根据与另一列的部分匹配创建新列
Create new column based on partial match with another column
我想为数据框创建一个新列,在另一列中使用部分匹配。问题是我的值只是部分匹配,名称末尾的后缀 _3p 或 _5p 仅存在于原始数据框中,但不存在于我用来测试的另一列中。
我使用的代码应该可以工作,但由于部分匹配问题,所以我被卡住了。
> head(df)
# A tibble: 6 x 2
microRNAs `number of targets`
<chr> <int>
1 bantam|LQNS02278082.1_33125_3p 128
2 bantam|LQNS02278082.1_33125_5p 8
3 Dpu-Mir-10-P2_LQNS02277998.1_30984_3p 44
4 Dpu-Mir-10-P2_LQNS02277998.1_30984_5p 78
5 Dpu-Mir-10-P3_LQNS02277998.1_30988_3p 1076
6 Dpu-Mir-10-P3_LQNS02277998.1_30988_5p 309
> dput(head(df))
structure(list(microRNAs = c("bantam|LQNS02278082.1_33125_3p",
"bantam|LQNS02278082.1_33125_5p", "Dpu-Mir-10-P2_LQNS02277998.1_30984_3p",
"Dpu-Mir-10-P2_LQNS02277998.1_30984_5p", "Dpu-Mir-10-P3_LQNS02277998.1_30988_3p",
"Dpu-Mir-10-P3_LQNS02277998.1_30988_5p"), `number of targets` = c(128L,
8L, 44L, 78L, 1076L, 309L)), row.names = c(NA, -6L), class = c("tbl_df",
"tbl", "data.frame"))
#matches to look for
unique
1 miR-9|LQNS02278094.1_36129
2 LQNS02278139.1_39527
3 LQNS02278139.1_39523
4 LQNS02278075.1_32386
5 Dpu-Mir-10-P3_LQNS02277998.1_30988
> dput(head(unique))
structure(list(unique = c("miR-9|LQNS02278094.1_36129",
"LQNS02278139.1_39527", "LQNS02278139.1_39523", "LQNS02278075.1_32386",
"Dpu-Mir-10-P3_LQNS02277998.1_30988")), row.names = c(NA,
6L), class = "data.frame")
#Create new column with Yes, No
df$new <- ifelse(df$microRNAs %in% unique$unique, 'Yes', 'No')

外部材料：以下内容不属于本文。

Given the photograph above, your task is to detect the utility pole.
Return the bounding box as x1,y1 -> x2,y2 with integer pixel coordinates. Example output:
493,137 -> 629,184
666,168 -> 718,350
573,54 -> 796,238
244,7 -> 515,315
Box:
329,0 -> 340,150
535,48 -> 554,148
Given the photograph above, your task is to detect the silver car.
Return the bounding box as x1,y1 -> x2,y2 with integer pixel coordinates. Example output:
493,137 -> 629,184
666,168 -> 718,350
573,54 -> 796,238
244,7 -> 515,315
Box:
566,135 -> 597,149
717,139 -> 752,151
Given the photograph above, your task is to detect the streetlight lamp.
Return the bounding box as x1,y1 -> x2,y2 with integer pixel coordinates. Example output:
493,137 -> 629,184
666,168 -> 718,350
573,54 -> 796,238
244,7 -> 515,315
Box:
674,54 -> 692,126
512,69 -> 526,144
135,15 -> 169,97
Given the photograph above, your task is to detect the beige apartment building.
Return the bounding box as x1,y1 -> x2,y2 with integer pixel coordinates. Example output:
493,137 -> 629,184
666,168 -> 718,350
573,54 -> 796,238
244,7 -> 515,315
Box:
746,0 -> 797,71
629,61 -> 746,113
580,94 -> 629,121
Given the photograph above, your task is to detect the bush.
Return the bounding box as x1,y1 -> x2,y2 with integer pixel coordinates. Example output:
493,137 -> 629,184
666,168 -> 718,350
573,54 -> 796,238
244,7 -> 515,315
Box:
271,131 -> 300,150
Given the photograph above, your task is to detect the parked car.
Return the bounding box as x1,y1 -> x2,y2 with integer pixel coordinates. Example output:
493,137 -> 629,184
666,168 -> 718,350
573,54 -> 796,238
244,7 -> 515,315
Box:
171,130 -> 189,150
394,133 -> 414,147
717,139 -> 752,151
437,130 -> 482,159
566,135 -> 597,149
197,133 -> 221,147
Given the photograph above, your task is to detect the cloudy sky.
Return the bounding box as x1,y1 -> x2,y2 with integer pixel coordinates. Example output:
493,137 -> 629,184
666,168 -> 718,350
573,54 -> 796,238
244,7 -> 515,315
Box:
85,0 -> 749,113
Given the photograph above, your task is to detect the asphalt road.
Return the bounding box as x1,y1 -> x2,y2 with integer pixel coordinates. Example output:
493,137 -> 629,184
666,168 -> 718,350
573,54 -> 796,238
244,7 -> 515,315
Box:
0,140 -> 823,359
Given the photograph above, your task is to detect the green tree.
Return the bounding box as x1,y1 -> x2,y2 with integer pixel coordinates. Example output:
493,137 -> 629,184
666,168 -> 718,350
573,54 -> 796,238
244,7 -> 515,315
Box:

##But it all appears like No due to the partial match.
我们可以使用 fuzzyjoin
中的 regex_left_join
library(fuzzyjoin)
regex_left_join(df, unique, by = c("microRNAs" = "unique"))
使用 data.table
的快速解决方案。
library(data.table)
# convert data.frame to data.table
setDT(df)
# create temporary column dropping the last 3 characters
df[, microRNAs_short := substr(microRNAs ,1, nchar(microRNAs)-3) ]
# check values in common
df[, new := fifelse( microRNAs_short %in% df2$unique, 'Yes', 'No')]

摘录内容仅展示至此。